I used por 15 black on the outside window pillars on my chevy station wagon. It took about a year and a half or so before the paint started to noticeably fade, and interestingly it went from gloass black, straight to gloss clear.
 
71MKIV said:
... interestingly it went from gloss black, straight to gloss clear.

Ok, well, this makes me not want to use it without painting over it as well. I'm really quite worried this will look like rubbish in the long run. I think maybe I'll completely clear the deck, wirebrush and Ospho, filler skim coat it, then prime and paint it. Maybe I can find a nice sheet of aluminum or stainless to put down on it as well. I'm really not going to chance it looking horrible in a year or 2.

Thanks for all your input everyone! Greatly appreciated!
 
Here is what I do. Paint the bare metal with Por 15 then brush or spray a cover of semi-gloss black rustoleum over the POR 15 when it is not yet dry to the touch. Now you can touch up the rustoleum if you need too and it is tough as nails.


Paul
 
I painted the engine in my 1800ES with POR-15 then topcoated it with one of their engine enamels. It still looks great 3 years later. Nothing has flaked off and it still shines as well as it did when I painted it. And best of all, no brush strokes to be seen anywhere.
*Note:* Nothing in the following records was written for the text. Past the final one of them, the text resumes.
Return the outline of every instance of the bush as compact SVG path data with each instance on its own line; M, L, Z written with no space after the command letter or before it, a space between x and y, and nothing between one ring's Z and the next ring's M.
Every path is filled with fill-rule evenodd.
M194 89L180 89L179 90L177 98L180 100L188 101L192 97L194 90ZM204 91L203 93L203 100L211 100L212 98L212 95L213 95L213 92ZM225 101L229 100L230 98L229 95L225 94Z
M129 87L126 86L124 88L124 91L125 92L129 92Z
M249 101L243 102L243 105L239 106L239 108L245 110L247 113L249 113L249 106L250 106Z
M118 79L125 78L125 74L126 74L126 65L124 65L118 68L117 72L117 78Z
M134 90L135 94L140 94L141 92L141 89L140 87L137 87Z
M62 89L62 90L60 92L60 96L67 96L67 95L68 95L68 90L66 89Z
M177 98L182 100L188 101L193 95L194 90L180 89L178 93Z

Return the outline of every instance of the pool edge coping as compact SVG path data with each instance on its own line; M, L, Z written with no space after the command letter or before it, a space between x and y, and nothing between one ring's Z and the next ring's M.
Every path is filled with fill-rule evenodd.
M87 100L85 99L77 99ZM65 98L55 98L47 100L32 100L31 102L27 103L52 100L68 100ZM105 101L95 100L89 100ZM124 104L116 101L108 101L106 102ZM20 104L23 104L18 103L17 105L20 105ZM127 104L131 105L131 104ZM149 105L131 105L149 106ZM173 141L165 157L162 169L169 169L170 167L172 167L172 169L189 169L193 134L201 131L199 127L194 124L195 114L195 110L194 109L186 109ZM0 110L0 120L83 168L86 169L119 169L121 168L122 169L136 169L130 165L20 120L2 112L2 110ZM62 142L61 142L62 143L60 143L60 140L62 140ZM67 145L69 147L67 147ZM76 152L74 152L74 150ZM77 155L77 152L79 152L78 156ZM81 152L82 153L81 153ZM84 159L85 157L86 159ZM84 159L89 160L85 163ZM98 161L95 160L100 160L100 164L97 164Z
I could not be happier.

That said, I followed ALL of POR-15's instructions and cleaned the engine with their Marine Clean product thoroughly first, followed by treatment with their Metal Ready.

I've also used POR-15 on bare metal parts with very good success. We had the entire front suspension of the 1800 media blasted so it was definitely down to bare metal. Again, I used the Metal Ready to prep the surface before applying the POR-15. 3 years on and everything is still looking beautiful under there. No chips or flakes anywhere. I did topcoat the POR-15 on those parts with their Chassis Black paint. I wasn't worried about the UV problem on those parts, I just didn't want the gloss black finish of the POR-15. I think they sell it in a black semi-gloss finish now, so that would have saved me a few steps (and some money).

Good luck!
 
I tried the POR-15 on the inside of the car, but used SEM products on the underside. The sem contains rust inhibitors, and can be be sprayed. brushed, or rolled on.
 
Jerseygirl said:
That said, I followed ALL of POR-15's instructions

I've also used POR-15 on bare metal parts with very good success. We had the entire front suspension of the 1800 media blasted

And there is the important point. If you try POR on sound metal without blasting/abrading the surface (and/or applying a HEAVY etch with the Metal Ready) it's like applying glass on glass. The roughened surface is what allows POR to stick to bare metal parts.
 
TR3driver said:
TR4nut said:
Other than cosmetics, I think the topcoat is there for UV protection - POR15 alone doesn't like to be in direct sunlight.
:iagree: ISTR the POR folk also say that the UV damage is only cosmetic and doesn't affect the performance of the paint.
pjsmetana said:
How long in direct sun are we talking about? When I've got it in a show the bonnet is open all day.
DNK said:
I got it on my trailer tongue and it just fades from that shiny color.

Yeah, I did a test on my gate two years ago and on my trailer and it took a LOOONG time to "fade" and it was just the "gloos" (even though it was flat to begin w/).


I think the UV warning is more to sell top coat than anything else. Just don't paint your whole car and expect it to be shiney forever.